The efficacy and safety of adding an angiotensin receptor blocker (ARB) in heart failure (HF) patients already taking an angiotensin-converting enzyme-inhibitor (ACE-I) plus an aldosterone antagonist is uncertain (especially if taking a beta blocker as well). The CHARM-Added trial describes the largest experience of using multiple inhibitors of the renin-angiotensin-aldosterone system (RAAS) together.

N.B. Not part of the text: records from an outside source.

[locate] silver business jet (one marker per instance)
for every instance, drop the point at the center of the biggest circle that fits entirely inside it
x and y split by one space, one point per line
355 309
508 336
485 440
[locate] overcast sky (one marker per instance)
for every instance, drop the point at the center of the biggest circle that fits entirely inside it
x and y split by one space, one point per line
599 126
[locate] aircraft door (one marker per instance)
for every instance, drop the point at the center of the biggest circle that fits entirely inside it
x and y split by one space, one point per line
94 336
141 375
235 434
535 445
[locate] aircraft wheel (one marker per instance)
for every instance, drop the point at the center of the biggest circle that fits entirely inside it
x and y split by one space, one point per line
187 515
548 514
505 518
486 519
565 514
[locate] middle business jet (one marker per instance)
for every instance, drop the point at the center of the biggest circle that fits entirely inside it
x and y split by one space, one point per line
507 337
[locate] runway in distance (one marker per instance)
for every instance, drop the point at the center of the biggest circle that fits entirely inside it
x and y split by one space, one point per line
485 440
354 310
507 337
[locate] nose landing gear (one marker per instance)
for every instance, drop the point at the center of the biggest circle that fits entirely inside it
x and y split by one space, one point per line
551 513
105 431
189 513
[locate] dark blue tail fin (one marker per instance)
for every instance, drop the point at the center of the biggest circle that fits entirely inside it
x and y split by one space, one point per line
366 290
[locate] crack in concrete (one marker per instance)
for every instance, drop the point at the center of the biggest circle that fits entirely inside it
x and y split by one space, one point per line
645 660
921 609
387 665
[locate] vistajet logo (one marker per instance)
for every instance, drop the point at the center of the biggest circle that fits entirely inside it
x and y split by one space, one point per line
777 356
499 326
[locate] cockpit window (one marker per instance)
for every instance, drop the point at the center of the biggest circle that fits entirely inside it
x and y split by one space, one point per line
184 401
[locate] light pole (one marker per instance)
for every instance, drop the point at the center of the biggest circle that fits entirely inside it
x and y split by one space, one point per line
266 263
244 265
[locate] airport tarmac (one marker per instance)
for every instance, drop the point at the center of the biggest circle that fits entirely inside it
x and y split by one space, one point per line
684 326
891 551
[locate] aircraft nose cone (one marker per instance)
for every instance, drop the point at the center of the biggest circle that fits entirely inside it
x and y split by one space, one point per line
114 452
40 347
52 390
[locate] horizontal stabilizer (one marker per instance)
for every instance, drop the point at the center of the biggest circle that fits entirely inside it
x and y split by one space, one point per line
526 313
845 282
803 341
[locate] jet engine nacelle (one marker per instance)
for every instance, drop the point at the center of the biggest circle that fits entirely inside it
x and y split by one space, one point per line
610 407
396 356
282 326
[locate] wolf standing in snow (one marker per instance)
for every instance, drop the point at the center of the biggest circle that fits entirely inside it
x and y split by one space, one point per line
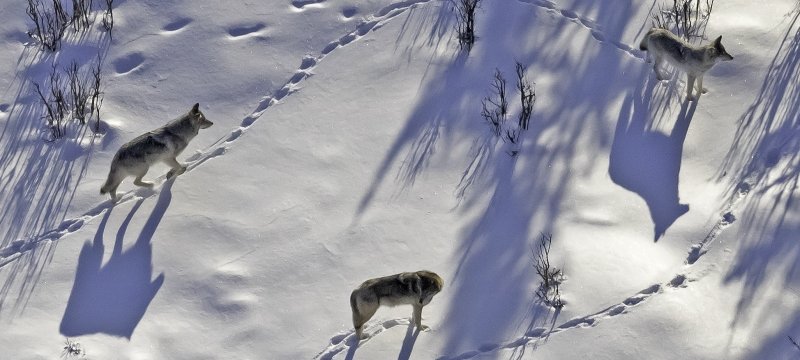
663 45
162 144
408 288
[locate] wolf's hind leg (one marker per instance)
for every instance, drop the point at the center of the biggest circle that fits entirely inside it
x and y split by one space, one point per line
177 168
361 315
700 88
138 181
417 317
689 87
657 62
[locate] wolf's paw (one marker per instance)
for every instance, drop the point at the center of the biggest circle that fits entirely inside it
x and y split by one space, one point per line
147 184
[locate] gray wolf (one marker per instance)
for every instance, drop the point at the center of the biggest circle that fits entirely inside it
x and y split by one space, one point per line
694 60
163 144
408 288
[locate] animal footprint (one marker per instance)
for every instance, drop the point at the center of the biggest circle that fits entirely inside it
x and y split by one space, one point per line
128 63
176 25
349 11
245 30
301 4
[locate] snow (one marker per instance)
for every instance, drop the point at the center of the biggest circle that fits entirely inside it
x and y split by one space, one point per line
348 144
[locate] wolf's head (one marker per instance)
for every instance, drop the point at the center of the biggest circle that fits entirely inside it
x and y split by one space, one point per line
198 119
717 51
431 284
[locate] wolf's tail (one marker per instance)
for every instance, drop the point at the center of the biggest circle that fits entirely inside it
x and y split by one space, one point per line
643 43
353 303
109 181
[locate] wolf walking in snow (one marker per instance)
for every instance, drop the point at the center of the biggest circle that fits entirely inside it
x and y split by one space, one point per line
408 288
663 45
162 144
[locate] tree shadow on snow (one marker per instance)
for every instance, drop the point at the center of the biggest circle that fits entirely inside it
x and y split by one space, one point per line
39 178
762 169
408 342
112 298
646 160
510 199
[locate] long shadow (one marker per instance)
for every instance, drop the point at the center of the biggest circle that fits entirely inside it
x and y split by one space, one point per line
763 164
38 178
408 343
646 160
112 298
509 199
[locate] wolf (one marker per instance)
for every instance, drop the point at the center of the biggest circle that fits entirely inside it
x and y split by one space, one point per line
407 288
694 60
162 144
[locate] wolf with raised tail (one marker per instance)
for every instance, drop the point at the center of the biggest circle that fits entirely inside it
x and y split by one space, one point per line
663 45
160 145
408 288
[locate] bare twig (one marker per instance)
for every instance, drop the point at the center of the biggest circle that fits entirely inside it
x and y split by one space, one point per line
465 22
108 17
686 18
495 106
527 97
549 289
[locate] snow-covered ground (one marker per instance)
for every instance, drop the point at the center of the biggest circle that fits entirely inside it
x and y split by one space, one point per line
348 144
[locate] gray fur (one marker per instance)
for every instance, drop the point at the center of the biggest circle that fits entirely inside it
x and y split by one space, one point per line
160 145
408 288
694 60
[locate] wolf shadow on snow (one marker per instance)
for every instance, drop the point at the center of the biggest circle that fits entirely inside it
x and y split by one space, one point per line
112 298
510 198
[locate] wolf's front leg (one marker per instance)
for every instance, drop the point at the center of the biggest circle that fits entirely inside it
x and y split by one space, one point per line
700 88
417 317
138 181
177 168
689 87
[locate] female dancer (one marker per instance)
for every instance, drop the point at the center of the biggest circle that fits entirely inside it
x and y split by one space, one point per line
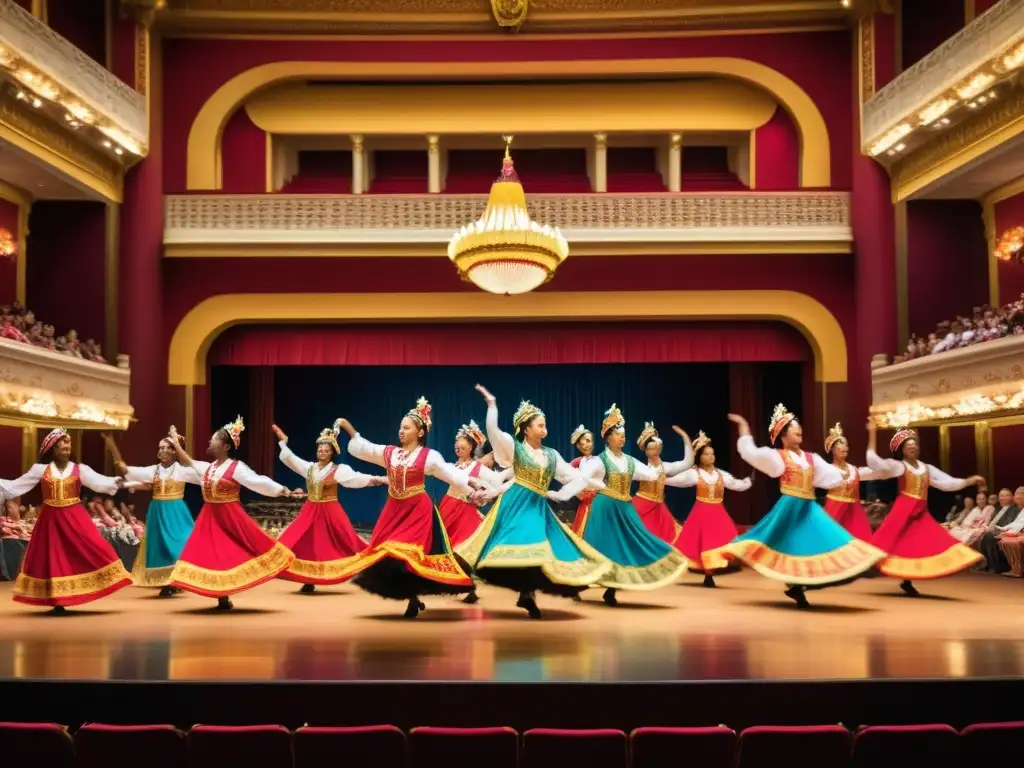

2548 HF patients, taking an ACE-I (936 no spironolactone/no beta blocker; 1175 no spironolactone/beta blocker; 199 spironolactone/no beta blocker; 238 sprionolactone/beta blocker), were randomized to placebo or candesartan and followed for 41 months (median). The primary outcome was cardiovascular death or HF hospitalization. In patients taking both a beta blocker and spironolactone (in addition to an ACE-I) at baseline, the candesartan:placebo hazard ratio was 0.85(95% CI 0.56, 1.29), compared to 0.85(95% CI 0.75, 0.96) in all randomized patients (interaction p value 0.49). The relative risk of discontinuation of candesartan (compared to placebo) because of hypotension, increased serum creatinine or hyperkalemia was not increased in patients taking spironolactone at baseline.


An ARB may provide added benefit, at acceptable risk, in HF patients already taking spironolactone as well as an ACE-I and beta blocker. These findings must be confirmed in a prospective randomized trial before this approach can be recommended, routinely.